Un tour de chant regroupant les grands succès de l’artiste avec des réorchestrations surprenantes comme pour « La mamma » sur un rythme flamenco ou « Hier encore » à la façon « Yesterday when I was young », son pendant américain orchestré sur un rythme à 4 temps. L’« Avé Maria » est parfait, « Il faut savoir » et « Désormais » puissantes. « Les plaisirs démodés » font rire et chanter, « Mes emmerdes » devient jazz cuivré avec beaucoup d’autodérision du chanteur faisant mine de se référer à son prompteur pour le refrain. Les choeurs étaient assurés par Claude Lombard et Magali Ripoll.
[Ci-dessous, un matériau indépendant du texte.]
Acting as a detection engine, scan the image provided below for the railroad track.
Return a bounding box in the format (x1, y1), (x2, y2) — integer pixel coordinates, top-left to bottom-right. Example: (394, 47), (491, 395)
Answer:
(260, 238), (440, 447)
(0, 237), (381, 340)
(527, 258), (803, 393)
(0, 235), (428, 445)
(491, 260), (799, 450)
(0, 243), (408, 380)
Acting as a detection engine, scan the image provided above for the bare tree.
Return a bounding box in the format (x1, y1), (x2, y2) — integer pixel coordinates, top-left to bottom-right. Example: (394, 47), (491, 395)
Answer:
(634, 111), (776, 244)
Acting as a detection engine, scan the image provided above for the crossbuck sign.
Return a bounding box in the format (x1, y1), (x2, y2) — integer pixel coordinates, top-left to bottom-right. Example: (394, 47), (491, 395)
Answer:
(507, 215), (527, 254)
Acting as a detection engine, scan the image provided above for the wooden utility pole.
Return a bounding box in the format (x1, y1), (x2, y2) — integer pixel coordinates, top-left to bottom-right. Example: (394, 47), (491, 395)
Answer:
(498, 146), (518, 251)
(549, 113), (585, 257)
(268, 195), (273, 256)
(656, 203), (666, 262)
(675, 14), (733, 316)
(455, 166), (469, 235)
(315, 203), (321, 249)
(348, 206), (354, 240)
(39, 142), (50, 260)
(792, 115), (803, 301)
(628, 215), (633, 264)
« Avec un brin de Nostalgie », son dernier titre, est glissé parmi les classiques, comme s’il en était devenu un à part entière. « Comme ils disent » envoûte et impose le silence. Sans modestie, et de manière assumée, Charles Aznavour interprétera trois chansons en langue étrangère parce que « quoi qu’on en dise, 1m62 mais artiste planétaire, c’est pas mal pour un français, il faut le montrer ! ». Ce sera « Te espero », « Come triste Venezia » et « She » que les plus jeunes reconnaitront grâce au film « Coup de foudre à Nothing Hill ». Deux heures pour finir dans un final explosif avec « Les deux guitares », « La bohème » et un « Emmenez-moi » repris en choeur par tout le public. Pas de rappel, mais un feu d’artifice pour clore une soirée ou le grand Charles a mérité une fois de plus qu’on l’appelle Monsieur Aznavour.